Oakden-Rayner Luke, Dunnmon Jared, Carneiro Gustavo, Ré Christopher
Australian Institute for Machine Learning, University of Adelaide, Adelaide, Australia.
Department of Computer Science, Stanford University, Stanford, California, USA.
Proc ACM Conf Health Inference Learn (2020). 2020 Apr;2020:151-159. doi: 10.1145/3368555.3384468.

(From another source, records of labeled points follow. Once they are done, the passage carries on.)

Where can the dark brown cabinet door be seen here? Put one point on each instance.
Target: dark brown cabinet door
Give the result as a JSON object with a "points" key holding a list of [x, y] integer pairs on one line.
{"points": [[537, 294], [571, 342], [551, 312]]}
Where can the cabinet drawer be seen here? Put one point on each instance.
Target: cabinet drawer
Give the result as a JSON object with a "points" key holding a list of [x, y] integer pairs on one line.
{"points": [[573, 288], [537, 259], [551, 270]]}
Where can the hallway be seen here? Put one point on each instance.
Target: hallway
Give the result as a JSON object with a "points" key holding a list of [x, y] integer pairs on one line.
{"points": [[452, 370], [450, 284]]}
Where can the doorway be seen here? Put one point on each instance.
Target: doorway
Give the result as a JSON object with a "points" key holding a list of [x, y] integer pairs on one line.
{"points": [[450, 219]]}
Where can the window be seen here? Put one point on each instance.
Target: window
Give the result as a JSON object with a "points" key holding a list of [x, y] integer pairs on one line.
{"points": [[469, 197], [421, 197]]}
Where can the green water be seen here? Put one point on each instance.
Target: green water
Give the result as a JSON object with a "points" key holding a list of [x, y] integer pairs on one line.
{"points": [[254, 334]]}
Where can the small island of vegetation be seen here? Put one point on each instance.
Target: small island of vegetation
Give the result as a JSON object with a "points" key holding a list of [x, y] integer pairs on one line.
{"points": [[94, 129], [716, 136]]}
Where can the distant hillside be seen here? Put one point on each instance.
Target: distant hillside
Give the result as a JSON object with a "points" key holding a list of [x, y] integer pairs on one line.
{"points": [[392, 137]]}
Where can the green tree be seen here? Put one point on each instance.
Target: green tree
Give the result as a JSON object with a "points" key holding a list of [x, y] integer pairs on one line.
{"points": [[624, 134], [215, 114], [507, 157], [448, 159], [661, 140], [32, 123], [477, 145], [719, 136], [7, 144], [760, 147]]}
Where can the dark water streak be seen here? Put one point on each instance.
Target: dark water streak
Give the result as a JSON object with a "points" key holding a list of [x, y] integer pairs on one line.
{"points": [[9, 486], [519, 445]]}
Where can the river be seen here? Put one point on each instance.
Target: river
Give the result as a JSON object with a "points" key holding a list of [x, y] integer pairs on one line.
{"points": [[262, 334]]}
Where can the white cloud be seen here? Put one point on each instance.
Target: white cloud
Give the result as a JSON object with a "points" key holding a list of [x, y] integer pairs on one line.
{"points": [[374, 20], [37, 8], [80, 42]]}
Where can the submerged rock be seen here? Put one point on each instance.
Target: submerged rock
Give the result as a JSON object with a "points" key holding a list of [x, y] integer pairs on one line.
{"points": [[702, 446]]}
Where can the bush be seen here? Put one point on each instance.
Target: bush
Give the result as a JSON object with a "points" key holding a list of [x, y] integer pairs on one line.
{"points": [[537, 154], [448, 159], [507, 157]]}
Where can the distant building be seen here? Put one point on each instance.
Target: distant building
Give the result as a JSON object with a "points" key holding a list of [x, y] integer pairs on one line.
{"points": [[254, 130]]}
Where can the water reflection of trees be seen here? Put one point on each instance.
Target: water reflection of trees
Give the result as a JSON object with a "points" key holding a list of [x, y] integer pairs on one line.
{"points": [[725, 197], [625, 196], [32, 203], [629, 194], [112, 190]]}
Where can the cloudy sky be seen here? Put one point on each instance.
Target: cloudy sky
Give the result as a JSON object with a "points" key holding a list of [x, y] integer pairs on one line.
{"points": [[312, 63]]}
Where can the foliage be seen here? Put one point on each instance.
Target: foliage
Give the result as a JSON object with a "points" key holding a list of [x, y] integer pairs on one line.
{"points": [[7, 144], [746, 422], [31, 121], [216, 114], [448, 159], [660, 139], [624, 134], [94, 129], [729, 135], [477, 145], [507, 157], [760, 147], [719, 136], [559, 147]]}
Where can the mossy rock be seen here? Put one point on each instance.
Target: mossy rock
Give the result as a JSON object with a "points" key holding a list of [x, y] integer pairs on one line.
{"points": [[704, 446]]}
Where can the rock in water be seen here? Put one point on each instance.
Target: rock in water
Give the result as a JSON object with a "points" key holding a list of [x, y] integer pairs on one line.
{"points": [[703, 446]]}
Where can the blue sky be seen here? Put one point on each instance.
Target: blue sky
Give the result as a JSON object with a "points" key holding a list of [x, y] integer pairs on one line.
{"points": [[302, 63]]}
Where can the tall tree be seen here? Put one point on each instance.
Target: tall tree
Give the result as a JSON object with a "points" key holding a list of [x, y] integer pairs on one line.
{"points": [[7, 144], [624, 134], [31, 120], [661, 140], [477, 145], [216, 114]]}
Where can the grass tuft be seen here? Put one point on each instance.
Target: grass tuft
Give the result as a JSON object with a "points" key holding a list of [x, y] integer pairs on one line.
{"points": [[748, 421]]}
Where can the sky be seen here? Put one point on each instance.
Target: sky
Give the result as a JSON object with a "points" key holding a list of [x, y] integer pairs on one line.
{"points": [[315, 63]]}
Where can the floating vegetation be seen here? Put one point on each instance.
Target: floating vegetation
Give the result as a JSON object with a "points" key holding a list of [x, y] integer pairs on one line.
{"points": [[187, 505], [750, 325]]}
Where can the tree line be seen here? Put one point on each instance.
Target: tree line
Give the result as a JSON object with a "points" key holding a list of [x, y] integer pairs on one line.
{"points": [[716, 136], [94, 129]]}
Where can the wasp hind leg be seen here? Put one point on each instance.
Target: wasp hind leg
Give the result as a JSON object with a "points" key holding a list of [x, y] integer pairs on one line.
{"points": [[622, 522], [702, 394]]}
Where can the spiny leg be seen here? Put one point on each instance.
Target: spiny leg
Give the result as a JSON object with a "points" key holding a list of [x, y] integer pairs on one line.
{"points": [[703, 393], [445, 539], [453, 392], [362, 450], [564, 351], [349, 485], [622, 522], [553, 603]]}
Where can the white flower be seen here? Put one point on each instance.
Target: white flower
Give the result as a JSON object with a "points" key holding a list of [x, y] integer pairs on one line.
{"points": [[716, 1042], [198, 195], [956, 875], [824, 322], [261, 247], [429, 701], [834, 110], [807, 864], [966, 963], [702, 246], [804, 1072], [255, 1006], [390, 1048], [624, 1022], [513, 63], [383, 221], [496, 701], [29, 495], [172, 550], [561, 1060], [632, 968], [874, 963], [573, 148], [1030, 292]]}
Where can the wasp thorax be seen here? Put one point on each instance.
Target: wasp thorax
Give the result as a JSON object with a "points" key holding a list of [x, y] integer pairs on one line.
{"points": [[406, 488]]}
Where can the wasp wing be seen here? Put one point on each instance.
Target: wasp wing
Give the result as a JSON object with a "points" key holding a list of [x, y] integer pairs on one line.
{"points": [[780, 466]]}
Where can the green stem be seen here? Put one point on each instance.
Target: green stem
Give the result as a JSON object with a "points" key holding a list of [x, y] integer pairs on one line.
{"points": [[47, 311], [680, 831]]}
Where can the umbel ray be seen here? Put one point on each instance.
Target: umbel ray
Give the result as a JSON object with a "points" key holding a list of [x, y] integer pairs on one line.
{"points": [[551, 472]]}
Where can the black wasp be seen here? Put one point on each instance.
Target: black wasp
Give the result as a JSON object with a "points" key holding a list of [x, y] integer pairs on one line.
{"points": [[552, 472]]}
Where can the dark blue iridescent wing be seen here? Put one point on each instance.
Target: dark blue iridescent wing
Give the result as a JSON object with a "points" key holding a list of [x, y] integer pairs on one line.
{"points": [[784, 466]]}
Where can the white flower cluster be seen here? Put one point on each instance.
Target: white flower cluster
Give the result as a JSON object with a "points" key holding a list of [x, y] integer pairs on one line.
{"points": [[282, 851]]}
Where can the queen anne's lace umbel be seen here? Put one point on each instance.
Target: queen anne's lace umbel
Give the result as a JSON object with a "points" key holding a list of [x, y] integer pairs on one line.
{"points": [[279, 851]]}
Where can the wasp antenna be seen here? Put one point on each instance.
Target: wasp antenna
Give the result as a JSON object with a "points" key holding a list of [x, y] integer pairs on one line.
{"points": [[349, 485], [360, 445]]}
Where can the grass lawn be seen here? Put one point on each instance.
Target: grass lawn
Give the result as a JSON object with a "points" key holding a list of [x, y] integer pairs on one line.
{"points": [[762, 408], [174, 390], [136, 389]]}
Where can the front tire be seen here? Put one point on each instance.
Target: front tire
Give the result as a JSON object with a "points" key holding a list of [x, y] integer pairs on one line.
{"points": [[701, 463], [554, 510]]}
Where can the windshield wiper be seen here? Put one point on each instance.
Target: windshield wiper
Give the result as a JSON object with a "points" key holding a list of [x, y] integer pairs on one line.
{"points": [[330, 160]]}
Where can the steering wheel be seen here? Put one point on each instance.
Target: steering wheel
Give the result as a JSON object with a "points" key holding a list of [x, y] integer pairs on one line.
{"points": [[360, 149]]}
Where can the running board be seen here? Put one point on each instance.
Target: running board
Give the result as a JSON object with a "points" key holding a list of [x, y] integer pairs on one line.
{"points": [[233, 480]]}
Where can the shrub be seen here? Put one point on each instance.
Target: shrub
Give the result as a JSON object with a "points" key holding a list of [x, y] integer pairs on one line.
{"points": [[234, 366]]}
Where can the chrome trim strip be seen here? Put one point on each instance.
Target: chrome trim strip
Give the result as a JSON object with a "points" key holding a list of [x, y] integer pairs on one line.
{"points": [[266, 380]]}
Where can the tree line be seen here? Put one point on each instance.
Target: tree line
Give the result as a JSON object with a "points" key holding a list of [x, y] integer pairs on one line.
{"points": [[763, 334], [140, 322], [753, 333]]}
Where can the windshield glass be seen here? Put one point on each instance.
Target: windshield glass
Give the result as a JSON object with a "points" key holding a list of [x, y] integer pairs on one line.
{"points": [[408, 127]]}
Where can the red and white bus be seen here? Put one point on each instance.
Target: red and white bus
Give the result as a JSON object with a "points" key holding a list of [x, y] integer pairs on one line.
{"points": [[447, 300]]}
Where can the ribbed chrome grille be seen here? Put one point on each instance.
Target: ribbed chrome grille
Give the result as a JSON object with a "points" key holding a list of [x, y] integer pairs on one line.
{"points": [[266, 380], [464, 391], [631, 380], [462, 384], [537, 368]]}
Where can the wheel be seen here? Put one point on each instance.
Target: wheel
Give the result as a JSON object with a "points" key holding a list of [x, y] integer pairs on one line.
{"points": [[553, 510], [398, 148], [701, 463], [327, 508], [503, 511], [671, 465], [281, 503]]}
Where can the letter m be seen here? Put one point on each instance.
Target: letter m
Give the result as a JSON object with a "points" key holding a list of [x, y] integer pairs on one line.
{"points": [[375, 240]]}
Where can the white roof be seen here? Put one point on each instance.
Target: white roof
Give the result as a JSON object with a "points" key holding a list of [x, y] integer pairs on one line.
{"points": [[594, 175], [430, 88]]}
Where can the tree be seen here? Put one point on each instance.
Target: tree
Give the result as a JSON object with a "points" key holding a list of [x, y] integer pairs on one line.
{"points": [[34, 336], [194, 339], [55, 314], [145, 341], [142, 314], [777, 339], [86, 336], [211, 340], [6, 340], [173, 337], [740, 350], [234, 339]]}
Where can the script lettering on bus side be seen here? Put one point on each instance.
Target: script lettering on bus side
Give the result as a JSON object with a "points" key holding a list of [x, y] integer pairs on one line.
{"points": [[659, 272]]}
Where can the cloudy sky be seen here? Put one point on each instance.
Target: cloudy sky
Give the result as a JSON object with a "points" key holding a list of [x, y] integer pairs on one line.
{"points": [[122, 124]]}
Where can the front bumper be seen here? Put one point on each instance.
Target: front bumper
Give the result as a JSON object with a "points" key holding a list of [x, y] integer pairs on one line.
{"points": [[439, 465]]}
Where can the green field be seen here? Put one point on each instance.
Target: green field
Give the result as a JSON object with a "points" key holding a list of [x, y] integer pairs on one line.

Machine learning models for medical image analysis often suffer from poor performance on important subsets of a population that are not identified during training or testing. For example, overall performance of a cancer detection model may be high, but the model may still consistently miss a rare but aggressive cancer subtype. We refer to this problem as , and observe that it results from incompletely describing the meaningful variation in a dataset. While hidden stratification can substantially reduce the clinical efficacy of machine learning models, its effects remain difficult to measure. In this work, we assess the utility of several possible techniques for measuring hidden stratification effects, and characterize these effects both via synthetic experiments on the CIFAR-100 benchmark dataset and on multiple real-world medical imaging datasets. Using these measurement techniques, we find evidence that hidden stratification can occur in unidentified imaging subsets with low prevalence, low label quality, subtle distinguishing features, or spurious correlates, and that it can result in relative performance differences of over 20% on clinically important subsets. Finally, we discuss the clinical implications of our findings, and suggest that evaluation of hidden stratification should be a critical component of any machine learning deployment in medical imaging.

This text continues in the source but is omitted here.